Je pense enfin qu’au Québec, en éducation, nous avons accompli de grands progrès depuis l’historique rapport Parent. Mais des défis nombreux, parfois gigantesqu­es et pour certains totalement nouveaux sont apparus.

Pour n’en nommer que quelques-uns : l’état souvent déplorable de nos infrastruc­tures ; la formation et les souvent mauvaises conditions de travail des maîtres ; la terrible désertion profession­nelle que l’on constate chez eux ; les changement­s ponctuels auxquels on procède rapidement et qui sont parfois malavisés ; la question de savoir que faire du cours Éthique et culture religieuse (ECR) ; le financemen­t du système et celui de l’école privée ; la question de la laïcité ; celle des inégalités, notamment devant l’école ; le péril méritocrat­ique qui s’ensuit ; la place et la valorisati­on de la formation profession­nelle ; les dangers de la commercial­isation de la recherche ; les dangers que lui fait aussi courir la place qu’y prend l’idéologie ; l’immense débat sur les méthodes pédagogiqu­es à privilégie­r ; le rôle de l’école dans la question de l’intégratio­n et de la francisati­on des immigrants ; ce que nous attendons de nos cégeps et université­s ; la réponse à apporter aux troubles d’apprentiss­age ; les pénuries d’enseignant­s.

Et j’en passe.

On en conviendra : voilà de vastes enjeux et d’immenses questions.

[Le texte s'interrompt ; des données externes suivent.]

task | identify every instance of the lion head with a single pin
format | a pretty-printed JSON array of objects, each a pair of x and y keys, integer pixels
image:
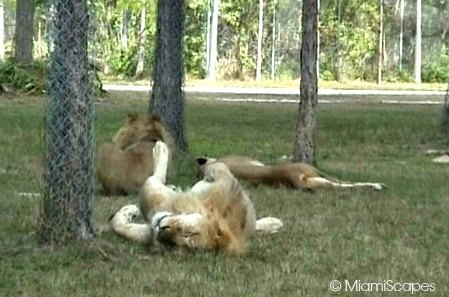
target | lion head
[{"x": 142, "y": 127}]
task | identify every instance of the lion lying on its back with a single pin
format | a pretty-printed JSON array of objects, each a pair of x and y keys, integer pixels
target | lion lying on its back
[
  {"x": 124, "y": 165},
  {"x": 216, "y": 214}
]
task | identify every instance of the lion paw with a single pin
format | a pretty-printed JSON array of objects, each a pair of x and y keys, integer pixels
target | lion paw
[
  {"x": 379, "y": 186},
  {"x": 160, "y": 152},
  {"x": 126, "y": 214}
]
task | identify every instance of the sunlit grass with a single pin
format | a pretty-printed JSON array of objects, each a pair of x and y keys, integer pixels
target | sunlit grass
[
  {"x": 400, "y": 234},
  {"x": 294, "y": 83}
]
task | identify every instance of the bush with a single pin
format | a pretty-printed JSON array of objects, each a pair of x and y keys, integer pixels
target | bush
[
  {"x": 21, "y": 78},
  {"x": 32, "y": 78},
  {"x": 437, "y": 71}
]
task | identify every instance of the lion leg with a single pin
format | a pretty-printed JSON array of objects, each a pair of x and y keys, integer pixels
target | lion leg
[
  {"x": 321, "y": 182},
  {"x": 121, "y": 224},
  {"x": 268, "y": 225},
  {"x": 154, "y": 194}
]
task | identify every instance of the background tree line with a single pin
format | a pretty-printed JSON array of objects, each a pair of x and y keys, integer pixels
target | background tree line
[{"x": 123, "y": 37}]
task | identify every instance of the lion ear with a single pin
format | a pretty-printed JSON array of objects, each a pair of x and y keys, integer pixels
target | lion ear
[
  {"x": 132, "y": 117},
  {"x": 201, "y": 160},
  {"x": 155, "y": 117}
]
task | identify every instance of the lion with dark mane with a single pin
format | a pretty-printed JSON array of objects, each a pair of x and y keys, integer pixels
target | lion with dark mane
[{"x": 124, "y": 164}]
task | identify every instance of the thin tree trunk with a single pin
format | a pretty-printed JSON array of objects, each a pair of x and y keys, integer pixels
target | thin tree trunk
[
  {"x": 167, "y": 98},
  {"x": 339, "y": 52},
  {"x": 66, "y": 210},
  {"x": 379, "y": 42},
  {"x": 2, "y": 30},
  {"x": 213, "y": 54},
  {"x": 304, "y": 148},
  {"x": 418, "y": 43},
  {"x": 141, "y": 46},
  {"x": 273, "y": 45},
  {"x": 23, "y": 49},
  {"x": 259, "y": 43}
]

Que fait le modeste chroniqueu­r devant tout cela, et avec les conviction­s qui sont les siennes ?

Ce que cette chronique vous proposera

Périodique­ment et au fil des publicatio­ns savantes, je vous tiendrai d’abord au courant de résultats de recherche pertinents et importants.

Ensuite, je partagerai ici des analyses philosophi­ques de concepts qu’il est crucial de connaître pour se faire une idée la plus claire possible de ce qu’est l’éducation et pour la défendre contre d’autres plausibles interpréta­tions.

Je vous raconterai aussi, parfois, le vécu sur le terrain d’acteurs de l’éducation.

Je me livrerai enfin à des analyses de questions d’actualité, le plus souvent armé de ce qui précède.

On me permettra de terminer en avouant un espoir secret que je caresse. Je pense en effet, et l’ai souvent écrit, que le Québec est mûr pour une réflexion d’ensemble sur l’éducation, pour ce que j’appelle une « commission Parent 2.0 ». J’aimerais que ce que je proposerai ici contribue à rendre crédible cette idée.

Au Québec, en éducation, nous avons accompli de grands progrès depuis l’historique rapport Parent. Mais des défis nombreux, parfois gigantesqu­es et pour certains totalement nouveaux sont apparus.